Hope you enjoy the series finale

It’s July 4th (Independence Day, for those of you outside the US), as I write this, and I find myself in a rather melancholy state of mind. This has always been one of my least-favorite holidays to begin with–it’s loud, the events are always crowded, and most of the festivities take place outside during the hottest stretch of the year–but given recent events, I feel like there isn’t much reason to celebrate at all. Er…I mean, everything is totally fine here, and we definitely haven’t just handed the president the powers of a king, which the felonious maniac whose cult will probably elect him in November will wield to punish any opposition once he’s back in office, and never abdicate the throne. Everything is great. Just great. How are you? Let’s talk about eagles.
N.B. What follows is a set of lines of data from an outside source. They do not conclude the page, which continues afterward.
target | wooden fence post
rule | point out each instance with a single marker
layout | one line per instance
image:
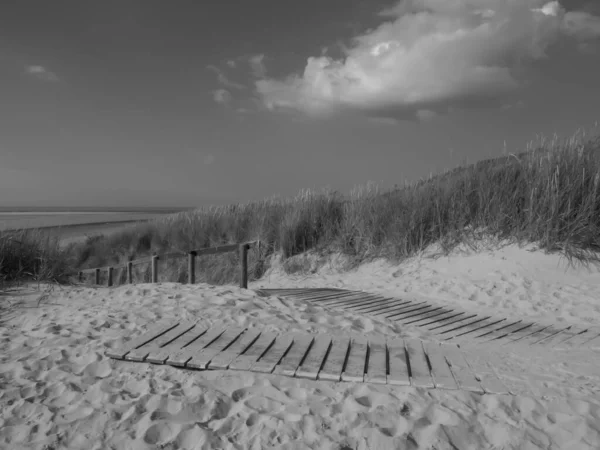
(192, 267)
(244, 266)
(154, 268)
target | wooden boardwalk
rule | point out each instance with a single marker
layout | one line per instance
(447, 323)
(401, 362)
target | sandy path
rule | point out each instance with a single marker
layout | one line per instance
(58, 390)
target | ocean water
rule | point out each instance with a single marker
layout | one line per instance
(15, 218)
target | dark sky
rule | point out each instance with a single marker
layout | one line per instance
(156, 103)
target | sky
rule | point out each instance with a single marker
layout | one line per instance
(190, 103)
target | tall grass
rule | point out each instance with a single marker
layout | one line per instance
(548, 194)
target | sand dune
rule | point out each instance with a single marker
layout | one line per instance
(58, 390)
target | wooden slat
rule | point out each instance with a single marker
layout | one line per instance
(161, 355)
(484, 372)
(314, 360)
(459, 327)
(334, 365)
(419, 369)
(269, 360)
(140, 353)
(519, 335)
(185, 354)
(223, 359)
(452, 322)
(252, 353)
(202, 358)
(377, 369)
(464, 376)
(420, 315)
(442, 319)
(579, 339)
(499, 331)
(367, 304)
(153, 333)
(551, 334)
(440, 371)
(389, 312)
(428, 315)
(349, 300)
(398, 315)
(469, 331)
(567, 338)
(398, 365)
(385, 303)
(357, 357)
(291, 361)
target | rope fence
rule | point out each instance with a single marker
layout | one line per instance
(191, 266)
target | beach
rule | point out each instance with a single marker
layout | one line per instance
(59, 390)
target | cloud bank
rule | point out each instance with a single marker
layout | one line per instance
(429, 57)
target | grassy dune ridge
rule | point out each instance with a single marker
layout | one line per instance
(548, 194)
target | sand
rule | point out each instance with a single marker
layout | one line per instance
(58, 390)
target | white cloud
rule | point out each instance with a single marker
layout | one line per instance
(41, 73)
(223, 80)
(257, 65)
(430, 57)
(222, 96)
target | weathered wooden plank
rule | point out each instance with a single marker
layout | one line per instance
(468, 332)
(500, 330)
(420, 375)
(552, 334)
(399, 374)
(349, 300)
(356, 307)
(334, 365)
(252, 353)
(429, 315)
(389, 312)
(377, 369)
(399, 316)
(223, 359)
(484, 372)
(440, 371)
(269, 360)
(357, 357)
(151, 334)
(519, 335)
(420, 315)
(384, 304)
(460, 327)
(579, 338)
(291, 361)
(462, 320)
(442, 319)
(314, 360)
(161, 355)
(202, 358)
(185, 354)
(140, 353)
(464, 376)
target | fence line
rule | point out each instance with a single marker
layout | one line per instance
(192, 255)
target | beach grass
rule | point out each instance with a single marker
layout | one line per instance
(548, 194)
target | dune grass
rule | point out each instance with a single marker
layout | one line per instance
(548, 194)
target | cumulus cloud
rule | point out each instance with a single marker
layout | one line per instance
(223, 80)
(222, 96)
(41, 73)
(429, 57)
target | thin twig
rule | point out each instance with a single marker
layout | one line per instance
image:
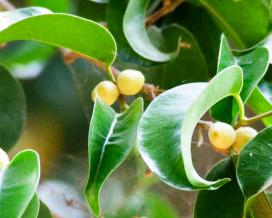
(204, 124)
(248, 121)
(6, 5)
(168, 7)
(69, 57)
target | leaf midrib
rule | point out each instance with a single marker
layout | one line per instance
(113, 124)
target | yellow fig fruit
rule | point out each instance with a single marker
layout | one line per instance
(130, 82)
(243, 136)
(107, 91)
(221, 135)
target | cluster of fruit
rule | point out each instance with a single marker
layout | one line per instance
(222, 136)
(129, 82)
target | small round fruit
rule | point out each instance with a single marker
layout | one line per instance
(130, 82)
(221, 135)
(243, 136)
(107, 91)
(4, 159)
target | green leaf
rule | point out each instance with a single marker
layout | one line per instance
(255, 163)
(205, 31)
(126, 55)
(228, 201)
(190, 65)
(44, 211)
(56, 6)
(63, 30)
(18, 184)
(244, 28)
(259, 104)
(111, 137)
(254, 65)
(146, 205)
(260, 207)
(12, 110)
(164, 139)
(100, 1)
(137, 36)
(33, 208)
(25, 59)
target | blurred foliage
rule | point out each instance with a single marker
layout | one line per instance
(59, 105)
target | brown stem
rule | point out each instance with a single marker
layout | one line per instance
(248, 121)
(6, 5)
(69, 57)
(168, 7)
(204, 124)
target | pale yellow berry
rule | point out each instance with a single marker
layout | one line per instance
(107, 91)
(4, 159)
(221, 135)
(130, 82)
(243, 136)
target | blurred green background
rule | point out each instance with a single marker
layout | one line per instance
(59, 109)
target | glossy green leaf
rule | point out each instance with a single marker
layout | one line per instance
(25, 59)
(167, 126)
(18, 184)
(69, 31)
(254, 65)
(32, 209)
(111, 137)
(126, 55)
(55, 6)
(260, 207)
(260, 104)
(44, 211)
(100, 1)
(205, 31)
(146, 205)
(12, 110)
(244, 28)
(254, 166)
(228, 201)
(136, 34)
(190, 65)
eyrie, noun – an eagle’s nest

Learned from: Shivers (PC, Mac)

Developed by Sierra On-Line

Published by Sierra On-Line (1995)

I really kind of miss Sierra On-Line. You could argue that their adventure games weren’t as polished as the ones made by Lucas Arts (also RIP), but man, were they memorable. Take Shivers, for example. The game starts with you, a teenager, being dared to spend the night inside Professor Windlenot’s Museum of the Strange and Unusual–a Ripley’s Believe It or Not type of place, that never finished construction after the eponymous Prof. Windlenot disappeared under mysterious circumstances. Being that it was abandoned, you have to get creative about finding a way in, and once you’re inside, you find yourself trapped with the evil spirits from one of the exhibits that likely killed the professor. From there, it’s a struggle for survival as you make your way through all the weird (sometimes cursed) stuff Windlenot collected over the years, searching for a way to contain the spirits and get out alive.
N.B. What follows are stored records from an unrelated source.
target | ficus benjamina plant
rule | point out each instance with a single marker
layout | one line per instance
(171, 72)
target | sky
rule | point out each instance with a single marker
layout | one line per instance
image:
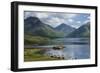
(54, 19)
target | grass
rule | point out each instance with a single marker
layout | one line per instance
(37, 55)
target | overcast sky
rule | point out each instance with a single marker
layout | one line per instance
(54, 19)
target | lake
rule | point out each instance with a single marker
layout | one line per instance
(75, 48)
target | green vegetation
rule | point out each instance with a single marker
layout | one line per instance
(37, 55)
(37, 40)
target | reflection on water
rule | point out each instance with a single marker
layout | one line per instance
(73, 50)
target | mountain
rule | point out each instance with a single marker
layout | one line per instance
(65, 28)
(33, 26)
(83, 31)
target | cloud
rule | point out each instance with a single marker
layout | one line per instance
(52, 18)
(78, 22)
(86, 21)
(71, 20)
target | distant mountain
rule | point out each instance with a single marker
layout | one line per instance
(65, 28)
(83, 31)
(33, 26)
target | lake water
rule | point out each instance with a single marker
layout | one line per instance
(75, 48)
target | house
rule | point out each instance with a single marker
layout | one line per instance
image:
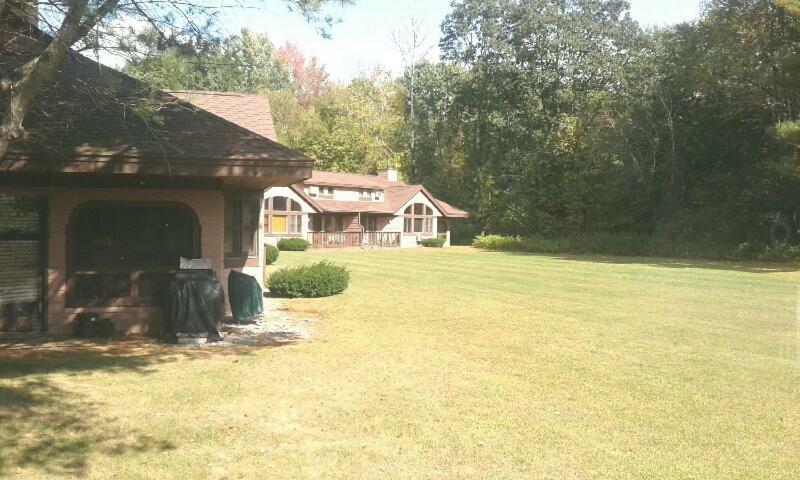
(336, 209)
(115, 182)
(345, 210)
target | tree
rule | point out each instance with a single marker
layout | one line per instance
(311, 77)
(412, 43)
(244, 63)
(353, 128)
(78, 24)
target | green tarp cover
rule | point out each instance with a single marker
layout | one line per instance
(246, 297)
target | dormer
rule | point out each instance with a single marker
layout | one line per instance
(390, 175)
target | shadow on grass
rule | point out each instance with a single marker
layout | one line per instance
(52, 430)
(748, 267)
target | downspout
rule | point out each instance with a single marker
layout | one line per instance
(361, 227)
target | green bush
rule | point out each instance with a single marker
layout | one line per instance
(433, 242)
(318, 280)
(272, 253)
(292, 244)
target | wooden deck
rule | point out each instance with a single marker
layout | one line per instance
(353, 239)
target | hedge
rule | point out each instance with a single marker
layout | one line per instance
(620, 244)
(318, 280)
(272, 254)
(292, 244)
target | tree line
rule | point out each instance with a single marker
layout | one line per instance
(542, 117)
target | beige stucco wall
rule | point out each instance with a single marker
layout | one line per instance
(285, 192)
(208, 205)
(396, 224)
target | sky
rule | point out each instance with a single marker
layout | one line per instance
(362, 40)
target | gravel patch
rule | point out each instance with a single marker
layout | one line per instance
(275, 327)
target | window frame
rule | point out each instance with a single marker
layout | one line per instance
(238, 227)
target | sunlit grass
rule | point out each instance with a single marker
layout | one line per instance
(449, 363)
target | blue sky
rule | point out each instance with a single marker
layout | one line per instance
(363, 39)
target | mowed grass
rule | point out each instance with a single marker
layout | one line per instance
(446, 363)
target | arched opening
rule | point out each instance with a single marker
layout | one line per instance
(125, 253)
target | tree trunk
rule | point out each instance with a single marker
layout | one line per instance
(29, 78)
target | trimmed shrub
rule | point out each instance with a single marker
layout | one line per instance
(318, 280)
(749, 251)
(433, 242)
(780, 253)
(292, 244)
(272, 253)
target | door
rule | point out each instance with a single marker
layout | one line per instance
(21, 263)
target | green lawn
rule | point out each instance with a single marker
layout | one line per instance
(445, 363)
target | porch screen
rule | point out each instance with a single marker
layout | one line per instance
(124, 253)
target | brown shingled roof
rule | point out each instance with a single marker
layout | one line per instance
(396, 194)
(93, 119)
(352, 180)
(249, 111)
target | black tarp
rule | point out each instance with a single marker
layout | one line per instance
(197, 304)
(246, 296)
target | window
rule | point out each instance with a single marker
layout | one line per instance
(241, 227)
(418, 218)
(334, 224)
(124, 253)
(282, 215)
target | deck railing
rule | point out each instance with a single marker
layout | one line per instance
(353, 239)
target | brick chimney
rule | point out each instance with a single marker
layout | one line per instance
(390, 174)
Part of the fun of Shivers was never quite knowing what you’d find in the next room. You’ll go from exhibits about torture devices, to ancient Egypt, to an entire section devoted to optical illusions, to strange things found in nature–like the world’s biggest eyrie. As I remember, it takes up most of the room it’s in, and I was always worried something was going to reach/jump out from inside it, as I edged my way around its massive bulk. But it was just one memorable scene from a game that was full of them. Sure, it’s a bit dated at this point, but it’s still worth a play.